A chambon prevents the horse from raising its head beyond a fixed point. Raising the head causes the length of the chambon along the cheekpieces to shorten and thus puts reciprocal pressure on the horse's mouth and on the horse's poll. Horses generally dislike pressure behind the poll and learn to release the pressure by lowering their head, and when in motion, this encourages the horse to relax its back and bring its hindquarters further under its body, thus encouraging collection. The chambon has the opposite function to an overcheck or bearing rein, which is used to raise the horse's head.

Use in lungeing

The chambon is used mostly in training horses via lungeing. The chambon was originally intended for lungeing and free schooling. It is advanced equipment for use by knowledgeable trainers. A chambon is not a way to quickly fix the head set of a horse; its purpose is to help develop the correct muscles. Chambons help a horse to develop the muscles of their back and topline. It applies pressure to the poll and mouth of the horse when he raises his head, releasing when the horse stretches long and low, down toward the ground. When a horse is lunged correctly, and the chambon is correctly adjusted, the horse stretches down and raises his back.

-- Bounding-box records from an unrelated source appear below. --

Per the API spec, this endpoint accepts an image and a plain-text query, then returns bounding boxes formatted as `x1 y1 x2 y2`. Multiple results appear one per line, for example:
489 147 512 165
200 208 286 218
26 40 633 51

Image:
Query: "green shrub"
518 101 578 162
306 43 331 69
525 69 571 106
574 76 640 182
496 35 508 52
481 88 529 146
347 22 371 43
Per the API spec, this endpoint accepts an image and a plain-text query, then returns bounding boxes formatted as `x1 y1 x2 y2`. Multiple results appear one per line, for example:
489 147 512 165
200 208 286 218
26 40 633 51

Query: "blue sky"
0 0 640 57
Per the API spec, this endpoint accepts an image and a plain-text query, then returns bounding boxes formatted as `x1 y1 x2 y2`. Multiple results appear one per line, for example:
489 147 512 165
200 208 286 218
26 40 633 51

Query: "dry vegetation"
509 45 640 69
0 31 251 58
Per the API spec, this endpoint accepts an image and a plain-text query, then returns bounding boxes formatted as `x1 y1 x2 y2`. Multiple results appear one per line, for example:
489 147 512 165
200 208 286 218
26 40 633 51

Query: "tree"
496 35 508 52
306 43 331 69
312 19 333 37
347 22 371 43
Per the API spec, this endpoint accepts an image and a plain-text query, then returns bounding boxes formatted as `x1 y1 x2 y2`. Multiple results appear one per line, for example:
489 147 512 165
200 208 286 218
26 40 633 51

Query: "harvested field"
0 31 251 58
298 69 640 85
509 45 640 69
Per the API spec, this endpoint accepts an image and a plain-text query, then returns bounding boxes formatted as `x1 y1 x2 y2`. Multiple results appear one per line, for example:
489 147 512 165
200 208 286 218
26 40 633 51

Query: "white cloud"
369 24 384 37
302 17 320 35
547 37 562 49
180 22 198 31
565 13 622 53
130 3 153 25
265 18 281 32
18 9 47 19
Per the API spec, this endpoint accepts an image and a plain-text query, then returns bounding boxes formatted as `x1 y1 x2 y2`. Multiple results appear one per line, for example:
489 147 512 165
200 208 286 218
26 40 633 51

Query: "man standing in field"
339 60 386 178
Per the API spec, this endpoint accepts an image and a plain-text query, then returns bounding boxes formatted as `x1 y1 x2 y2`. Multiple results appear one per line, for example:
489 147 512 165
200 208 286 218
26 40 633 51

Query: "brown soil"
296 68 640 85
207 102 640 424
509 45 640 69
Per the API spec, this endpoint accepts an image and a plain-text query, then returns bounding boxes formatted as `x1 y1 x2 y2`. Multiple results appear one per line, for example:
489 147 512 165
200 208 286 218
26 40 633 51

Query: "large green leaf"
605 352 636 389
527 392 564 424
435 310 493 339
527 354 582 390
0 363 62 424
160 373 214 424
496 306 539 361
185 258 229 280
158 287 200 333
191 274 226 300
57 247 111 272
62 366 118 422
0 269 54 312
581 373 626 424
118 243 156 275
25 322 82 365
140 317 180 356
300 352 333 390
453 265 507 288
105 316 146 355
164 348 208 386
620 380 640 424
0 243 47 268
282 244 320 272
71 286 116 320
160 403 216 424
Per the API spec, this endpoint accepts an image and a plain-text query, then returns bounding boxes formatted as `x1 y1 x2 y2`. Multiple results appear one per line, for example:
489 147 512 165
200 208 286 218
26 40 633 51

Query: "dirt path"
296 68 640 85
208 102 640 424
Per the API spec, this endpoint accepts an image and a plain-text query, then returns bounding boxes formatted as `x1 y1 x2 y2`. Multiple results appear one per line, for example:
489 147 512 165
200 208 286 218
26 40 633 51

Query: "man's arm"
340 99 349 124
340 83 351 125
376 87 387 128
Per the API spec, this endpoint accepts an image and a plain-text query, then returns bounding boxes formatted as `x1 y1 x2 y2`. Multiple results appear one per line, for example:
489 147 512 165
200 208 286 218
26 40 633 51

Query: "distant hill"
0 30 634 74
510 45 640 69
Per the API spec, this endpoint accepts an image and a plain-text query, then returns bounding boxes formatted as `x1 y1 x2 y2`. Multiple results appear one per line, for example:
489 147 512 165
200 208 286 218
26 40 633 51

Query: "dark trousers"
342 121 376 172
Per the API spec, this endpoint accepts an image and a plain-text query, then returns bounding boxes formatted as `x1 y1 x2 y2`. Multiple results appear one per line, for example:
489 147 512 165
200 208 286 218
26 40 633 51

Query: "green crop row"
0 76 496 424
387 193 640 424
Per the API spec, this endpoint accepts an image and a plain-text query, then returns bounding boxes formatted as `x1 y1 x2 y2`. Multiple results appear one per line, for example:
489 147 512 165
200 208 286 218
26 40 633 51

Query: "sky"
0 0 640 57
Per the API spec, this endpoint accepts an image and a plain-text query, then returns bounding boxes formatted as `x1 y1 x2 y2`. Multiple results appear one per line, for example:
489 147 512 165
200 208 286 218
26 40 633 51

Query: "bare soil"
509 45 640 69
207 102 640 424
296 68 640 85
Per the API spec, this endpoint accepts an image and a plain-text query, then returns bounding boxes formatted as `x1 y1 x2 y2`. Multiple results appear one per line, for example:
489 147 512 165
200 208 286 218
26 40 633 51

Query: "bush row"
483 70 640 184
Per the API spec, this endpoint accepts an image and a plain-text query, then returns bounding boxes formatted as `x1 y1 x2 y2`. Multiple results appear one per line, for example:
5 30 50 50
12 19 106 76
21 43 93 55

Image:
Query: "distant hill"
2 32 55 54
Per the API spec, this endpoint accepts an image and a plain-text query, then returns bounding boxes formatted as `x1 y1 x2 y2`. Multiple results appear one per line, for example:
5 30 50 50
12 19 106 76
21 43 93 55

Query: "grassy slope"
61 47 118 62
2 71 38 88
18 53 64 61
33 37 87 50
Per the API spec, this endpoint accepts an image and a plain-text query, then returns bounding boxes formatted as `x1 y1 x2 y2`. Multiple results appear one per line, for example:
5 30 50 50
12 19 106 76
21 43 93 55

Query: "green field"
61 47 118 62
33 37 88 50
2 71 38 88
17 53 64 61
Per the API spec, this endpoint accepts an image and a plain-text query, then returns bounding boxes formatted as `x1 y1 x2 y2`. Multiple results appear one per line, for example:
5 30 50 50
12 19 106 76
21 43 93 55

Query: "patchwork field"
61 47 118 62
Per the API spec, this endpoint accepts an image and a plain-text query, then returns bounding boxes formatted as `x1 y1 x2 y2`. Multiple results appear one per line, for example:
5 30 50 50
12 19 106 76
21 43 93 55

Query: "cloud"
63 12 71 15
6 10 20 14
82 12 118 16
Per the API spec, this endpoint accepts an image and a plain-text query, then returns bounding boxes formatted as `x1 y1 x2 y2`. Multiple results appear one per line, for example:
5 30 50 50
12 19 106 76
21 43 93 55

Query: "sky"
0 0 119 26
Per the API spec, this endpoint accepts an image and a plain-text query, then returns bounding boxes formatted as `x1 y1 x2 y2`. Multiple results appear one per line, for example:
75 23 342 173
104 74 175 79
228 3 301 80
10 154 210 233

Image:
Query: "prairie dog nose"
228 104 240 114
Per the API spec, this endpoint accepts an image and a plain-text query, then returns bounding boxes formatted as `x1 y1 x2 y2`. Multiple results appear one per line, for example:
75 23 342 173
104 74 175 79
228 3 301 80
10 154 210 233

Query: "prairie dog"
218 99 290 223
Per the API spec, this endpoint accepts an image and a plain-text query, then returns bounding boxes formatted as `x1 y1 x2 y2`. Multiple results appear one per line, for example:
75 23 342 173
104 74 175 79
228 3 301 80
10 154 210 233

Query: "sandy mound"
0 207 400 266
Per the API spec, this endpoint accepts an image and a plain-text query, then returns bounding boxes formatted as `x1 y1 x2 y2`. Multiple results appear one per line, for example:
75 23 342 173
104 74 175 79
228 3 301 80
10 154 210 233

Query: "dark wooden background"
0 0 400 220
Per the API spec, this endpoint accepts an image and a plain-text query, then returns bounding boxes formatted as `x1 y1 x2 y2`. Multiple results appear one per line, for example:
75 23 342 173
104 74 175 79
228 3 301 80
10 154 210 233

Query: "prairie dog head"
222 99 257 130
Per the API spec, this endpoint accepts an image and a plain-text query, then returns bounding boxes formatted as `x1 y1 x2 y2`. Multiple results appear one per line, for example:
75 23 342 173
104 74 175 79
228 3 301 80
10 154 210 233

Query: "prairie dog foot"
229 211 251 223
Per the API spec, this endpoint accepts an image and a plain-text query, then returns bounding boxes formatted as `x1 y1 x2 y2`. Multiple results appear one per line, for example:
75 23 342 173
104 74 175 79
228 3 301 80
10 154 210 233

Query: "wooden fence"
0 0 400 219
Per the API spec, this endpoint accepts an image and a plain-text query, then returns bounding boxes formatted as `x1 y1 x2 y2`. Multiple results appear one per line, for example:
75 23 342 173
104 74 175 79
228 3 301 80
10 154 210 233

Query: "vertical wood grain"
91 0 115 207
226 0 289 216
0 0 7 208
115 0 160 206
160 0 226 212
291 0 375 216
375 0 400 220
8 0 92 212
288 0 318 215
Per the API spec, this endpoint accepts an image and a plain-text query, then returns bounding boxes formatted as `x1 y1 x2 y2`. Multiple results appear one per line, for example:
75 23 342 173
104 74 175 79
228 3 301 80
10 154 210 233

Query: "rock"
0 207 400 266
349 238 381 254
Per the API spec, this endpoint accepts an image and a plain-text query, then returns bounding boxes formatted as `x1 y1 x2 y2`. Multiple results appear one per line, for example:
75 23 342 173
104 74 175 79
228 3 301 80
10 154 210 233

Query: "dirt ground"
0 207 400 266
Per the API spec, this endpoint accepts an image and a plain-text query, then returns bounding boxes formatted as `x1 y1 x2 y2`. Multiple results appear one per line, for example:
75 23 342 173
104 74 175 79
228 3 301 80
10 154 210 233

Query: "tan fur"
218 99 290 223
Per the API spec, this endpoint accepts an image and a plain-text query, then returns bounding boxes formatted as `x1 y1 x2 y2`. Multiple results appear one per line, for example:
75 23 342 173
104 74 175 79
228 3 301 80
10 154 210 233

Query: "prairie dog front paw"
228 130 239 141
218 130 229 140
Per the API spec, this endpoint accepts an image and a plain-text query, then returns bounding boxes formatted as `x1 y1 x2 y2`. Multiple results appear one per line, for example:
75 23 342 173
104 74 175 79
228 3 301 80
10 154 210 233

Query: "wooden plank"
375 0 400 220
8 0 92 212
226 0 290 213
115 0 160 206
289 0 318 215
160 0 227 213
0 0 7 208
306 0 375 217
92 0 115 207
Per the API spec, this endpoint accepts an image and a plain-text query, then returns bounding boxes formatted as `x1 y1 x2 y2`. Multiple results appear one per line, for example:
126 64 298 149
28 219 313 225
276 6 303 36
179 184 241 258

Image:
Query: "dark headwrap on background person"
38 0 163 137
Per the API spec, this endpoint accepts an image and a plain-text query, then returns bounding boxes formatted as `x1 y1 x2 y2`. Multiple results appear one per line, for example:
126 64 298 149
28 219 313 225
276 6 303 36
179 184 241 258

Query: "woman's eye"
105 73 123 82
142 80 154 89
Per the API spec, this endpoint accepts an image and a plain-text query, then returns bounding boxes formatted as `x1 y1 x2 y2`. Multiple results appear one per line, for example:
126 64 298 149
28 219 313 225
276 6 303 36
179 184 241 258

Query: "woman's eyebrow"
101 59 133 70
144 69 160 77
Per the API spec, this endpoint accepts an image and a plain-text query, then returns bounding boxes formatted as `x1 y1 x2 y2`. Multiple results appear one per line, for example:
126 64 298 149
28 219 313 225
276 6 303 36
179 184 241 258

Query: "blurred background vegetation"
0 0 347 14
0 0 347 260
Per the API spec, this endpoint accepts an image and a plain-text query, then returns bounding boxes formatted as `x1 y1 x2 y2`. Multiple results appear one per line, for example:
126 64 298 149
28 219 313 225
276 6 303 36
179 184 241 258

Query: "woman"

Before using a chambon, the horse is taught to give correctly while worked in hand. If not, the horse may not understand that it needs to lower its head in response to the pressure, and thus may panic when it feels the upward and ungiving pressure on the bit, and possibly rear. The advantage of the chambon is that it only comes into effect when the horse raises its head, so the horse has some control on its action. It generally works very well on horses in adjusting their head position. However, it has no direct effect on the hindquarters, so the handler must use a lungeing whip or other method to encourage impulsion in the horse.

If a horse is not lunged properly, he may begin to go on his forehand. Chambons can also cause sore neck muscles if overused.